As usual with Mann’s films, “Public Enemies” is handsomely appointed. Nathan Crowley’s production design, Patrick Lumb and William Ladd Skinner’s art direction, the set design and decoration and Colleen Atwood’s costumes all contribute to a vivid period feel. The thirties tunes that occasionally intrude, however, are obvious—especially “Bye Bye Blackbird,” which becomes a motif, badly used at the end, and Elliot Goldenthal’s forgettable score can’t hold a candle to Ennio Morricone’s music for “The Untouchables.” And the cinematography by Dante Spinotti, while generally lush, sometimes opts for jerky and agitated camera moves that are more irritating than effective. De Palma’s ultra-smooth, ultra-flamboyant tracking shots might have been excessive, but he used the technique to breathtaking effect in his famous set pieces in hallways, on rooftops and most memorably in the Chicago train station. By contrast Mann’s bank robbery scenes here are rather messy (and always set in buildings that are huge and palatial?), and the other big moments—the prison escape at the start, the later escape from the Indiana jail, and especially the violent shootout at Little Bohemia lodge in Wisconsin—lack the choreographic sharpness one would expect.
Mann does switch to the languid De Palma approach in the sequence of Dillinger’s death outside the Biograph; here one almost gets the feeling he’s trying to match the famous train station stairwell montage from “The Untouchables.” But he doesn’t succeed.
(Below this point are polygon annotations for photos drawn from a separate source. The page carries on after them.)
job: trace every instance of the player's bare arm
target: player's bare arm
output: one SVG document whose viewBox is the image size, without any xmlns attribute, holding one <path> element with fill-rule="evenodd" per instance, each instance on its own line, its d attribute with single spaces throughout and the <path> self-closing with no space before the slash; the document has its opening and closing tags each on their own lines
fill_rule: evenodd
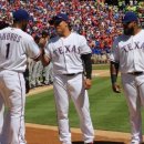
<svg viewBox="0 0 144 144">
<path fill-rule="evenodd" d="M 84 86 L 86 90 L 91 89 L 92 86 L 92 62 L 91 62 L 91 53 L 82 54 L 82 60 L 84 62 L 84 71 L 85 71 L 85 80 Z"/>
<path fill-rule="evenodd" d="M 119 74 L 119 63 L 112 62 L 110 64 L 110 73 L 111 73 L 111 82 L 112 82 L 112 89 L 115 93 L 121 92 L 120 85 L 116 83 L 117 74 Z"/>
</svg>

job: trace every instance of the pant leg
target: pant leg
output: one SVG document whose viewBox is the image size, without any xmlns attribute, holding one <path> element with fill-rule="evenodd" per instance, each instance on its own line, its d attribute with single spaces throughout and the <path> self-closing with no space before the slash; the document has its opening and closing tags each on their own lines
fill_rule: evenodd
<svg viewBox="0 0 144 144">
<path fill-rule="evenodd" d="M 80 126 L 83 133 L 83 140 L 85 143 L 90 143 L 94 140 L 94 130 L 90 115 L 88 91 L 85 91 L 83 86 L 83 74 L 78 74 L 76 76 L 72 78 L 70 76 L 70 80 L 68 80 L 68 90 L 80 117 Z"/>
<path fill-rule="evenodd" d="M 128 105 L 132 140 L 142 141 L 141 99 L 135 76 L 122 74 L 122 84 Z"/>
<path fill-rule="evenodd" d="M 63 78 L 61 79 L 58 75 L 54 76 L 53 90 L 56 105 L 60 141 L 62 144 L 71 144 L 71 132 L 68 117 L 69 95 L 66 92 L 65 80 Z"/>
<path fill-rule="evenodd" d="M 1 86 L 0 86 L 0 89 L 1 89 Z M 4 116 L 4 101 L 2 97 L 2 92 L 0 91 L 0 140 L 1 140 L 1 132 L 2 132 L 2 127 L 3 127 L 3 119 L 4 119 L 3 116 Z"/>
<path fill-rule="evenodd" d="M 24 103 L 25 86 L 22 73 L 3 72 L 3 99 L 8 104 L 6 113 L 1 143 L 2 144 L 25 144 L 24 138 Z"/>
</svg>

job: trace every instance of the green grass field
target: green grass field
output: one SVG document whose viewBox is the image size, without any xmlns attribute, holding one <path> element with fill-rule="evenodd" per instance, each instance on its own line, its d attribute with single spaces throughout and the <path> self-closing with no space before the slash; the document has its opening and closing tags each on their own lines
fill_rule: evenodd
<svg viewBox="0 0 144 144">
<path fill-rule="evenodd" d="M 94 78 L 89 90 L 90 110 L 94 128 L 130 132 L 128 112 L 123 93 L 111 90 L 110 78 Z M 56 125 L 53 91 L 27 97 L 25 122 Z M 143 114 L 144 120 L 144 114 Z M 79 117 L 73 103 L 70 103 L 70 125 L 79 127 Z"/>
</svg>

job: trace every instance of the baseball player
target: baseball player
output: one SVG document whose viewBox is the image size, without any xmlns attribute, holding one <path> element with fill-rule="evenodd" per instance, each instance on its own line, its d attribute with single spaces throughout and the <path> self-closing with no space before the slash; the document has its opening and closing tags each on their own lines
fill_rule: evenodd
<svg viewBox="0 0 144 144">
<path fill-rule="evenodd" d="M 141 104 L 144 105 L 144 30 L 138 27 L 138 18 L 132 11 L 125 13 L 122 22 L 124 33 L 115 39 L 110 55 L 112 89 L 114 92 L 121 92 L 116 84 L 120 70 L 130 112 L 131 144 L 141 144 Z"/>
<path fill-rule="evenodd" d="M 0 30 L 7 27 L 9 27 L 9 23 L 4 21 L 0 21 Z M 3 101 L 3 97 L 0 96 L 0 136 L 1 136 L 2 126 L 3 126 L 3 113 L 4 113 L 4 101 Z"/>
<path fill-rule="evenodd" d="M 69 100 L 72 99 L 80 117 L 80 126 L 85 144 L 93 144 L 94 131 L 89 110 L 86 89 L 91 88 L 91 49 L 84 37 L 71 32 L 69 18 L 64 13 L 55 16 L 51 24 L 58 37 L 45 48 L 45 64 L 53 64 L 53 89 L 56 103 L 60 141 L 72 144 L 69 126 Z M 44 54 L 44 53 L 43 53 Z M 83 74 L 83 61 L 86 78 Z"/>
<path fill-rule="evenodd" d="M 33 38 L 24 32 L 28 20 L 28 12 L 19 9 L 13 12 L 13 25 L 0 31 L 0 97 L 3 97 L 8 106 L 0 135 L 1 144 L 27 143 L 23 72 L 27 68 L 27 56 L 37 61 L 41 55 Z"/>
<path fill-rule="evenodd" d="M 42 31 L 42 38 L 40 39 L 39 45 L 43 48 L 47 45 L 50 37 L 48 31 Z M 52 74 L 52 63 L 50 62 L 49 65 L 43 68 L 43 83 L 49 85 L 53 82 L 53 74 Z"/>
</svg>

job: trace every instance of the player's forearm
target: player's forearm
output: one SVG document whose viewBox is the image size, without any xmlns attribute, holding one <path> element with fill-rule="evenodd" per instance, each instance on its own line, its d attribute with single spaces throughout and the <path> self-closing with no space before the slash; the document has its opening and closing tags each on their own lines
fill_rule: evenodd
<svg viewBox="0 0 144 144">
<path fill-rule="evenodd" d="M 41 62 L 43 66 L 47 66 L 50 63 L 50 59 L 45 55 L 44 49 L 41 49 Z"/>
<path fill-rule="evenodd" d="M 91 61 L 91 53 L 83 54 L 82 60 L 84 62 L 84 71 L 86 79 L 92 79 L 92 61 Z"/>
</svg>

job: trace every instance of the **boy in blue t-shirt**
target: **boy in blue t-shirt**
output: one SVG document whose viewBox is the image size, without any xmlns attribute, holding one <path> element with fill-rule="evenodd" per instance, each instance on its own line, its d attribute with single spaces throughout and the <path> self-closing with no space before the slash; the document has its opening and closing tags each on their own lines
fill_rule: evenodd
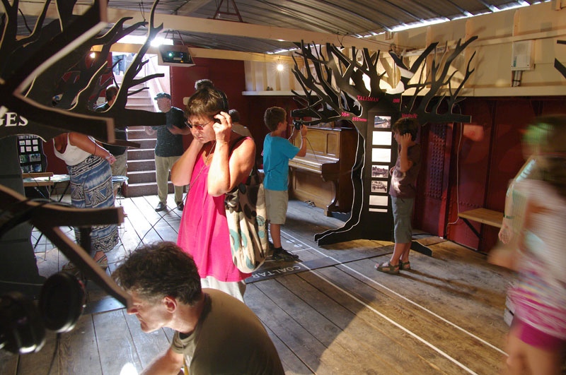
<svg viewBox="0 0 566 375">
<path fill-rule="evenodd" d="M 301 127 L 301 148 L 285 138 L 287 128 L 287 112 L 279 107 L 265 110 L 263 121 L 270 133 L 263 141 L 263 171 L 265 177 L 265 206 L 270 220 L 270 232 L 273 242 L 275 261 L 294 261 L 299 256 L 284 249 L 281 246 L 281 225 L 285 224 L 289 194 L 289 160 L 296 155 L 306 155 L 306 126 Z M 295 128 L 291 139 L 296 136 Z"/>
</svg>

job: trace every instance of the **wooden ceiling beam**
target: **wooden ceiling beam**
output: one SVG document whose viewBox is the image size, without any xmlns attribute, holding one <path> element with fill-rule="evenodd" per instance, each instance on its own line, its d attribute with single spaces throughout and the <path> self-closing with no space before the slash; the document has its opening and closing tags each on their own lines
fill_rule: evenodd
<svg viewBox="0 0 566 375">
<path fill-rule="evenodd" d="M 35 2 L 21 1 L 20 8 L 24 14 L 37 15 L 42 9 L 43 4 Z M 75 13 L 84 13 L 88 6 L 76 5 L 74 9 Z M 145 16 L 149 18 L 149 13 Z M 54 4 L 50 6 L 49 13 L 50 18 L 57 18 L 57 8 Z M 108 20 L 113 23 L 120 18 L 131 17 L 128 21 L 130 23 L 140 22 L 144 20 L 143 15 L 139 11 L 108 8 Z M 156 25 L 163 24 L 164 29 L 186 31 L 188 32 L 203 32 L 211 35 L 233 35 L 238 37 L 279 40 L 284 42 L 301 42 L 306 43 L 315 43 L 325 44 L 332 43 L 341 44 L 345 47 L 356 47 L 357 48 L 368 48 L 371 51 L 389 48 L 389 44 L 384 42 L 371 40 L 367 38 L 357 38 L 355 37 L 344 36 L 340 40 L 335 34 L 328 32 L 318 32 L 301 29 L 291 29 L 287 28 L 277 28 L 273 26 L 263 26 L 250 23 L 242 23 L 232 21 L 212 20 L 209 18 L 199 18 L 184 16 L 156 13 Z"/>
</svg>

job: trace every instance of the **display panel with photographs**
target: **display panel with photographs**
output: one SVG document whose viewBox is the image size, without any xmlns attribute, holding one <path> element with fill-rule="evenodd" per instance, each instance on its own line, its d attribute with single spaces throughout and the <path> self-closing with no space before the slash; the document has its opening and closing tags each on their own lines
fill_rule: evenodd
<svg viewBox="0 0 566 375">
<path fill-rule="evenodd" d="M 389 166 L 374 165 L 371 166 L 371 178 L 385 179 L 389 175 Z"/>
<path fill-rule="evenodd" d="M 374 180 L 371 181 L 372 193 L 387 193 L 387 181 Z"/>
<path fill-rule="evenodd" d="M 389 164 L 391 162 L 391 149 L 372 148 L 371 161 L 374 162 L 384 162 Z"/>
<path fill-rule="evenodd" d="M 391 117 L 390 116 L 376 116 L 374 117 L 374 127 L 388 129 L 391 128 Z"/>
<path fill-rule="evenodd" d="M 42 160 L 45 160 L 42 141 L 37 136 L 25 135 L 18 137 L 20 167 L 24 173 L 42 171 Z"/>
</svg>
One’s left with the sense of a pale homage to what was already a great homage (De Palma was mimicking Eisenstein, of course), merely the final confirmation that Mann’s failed to deliver the classic gangster movie he was obviously aiming for.
The sequence does, however, give the director the opportunity to insert some scenes from “Manhattan Melodrama,” the 1934 picture that Dillinger watched that night, which he uses to suggest that his protagonist identified fatalistically with the cocky hoodlum, played by Clark Gable, who went off to execution jauntily at the end of that flick. The idea is a pretty weak one, but the footage from “Melodrama” shows that even in their heyday, there were mediocre crime dramas too, and that “Public Enemies” has plenty of company.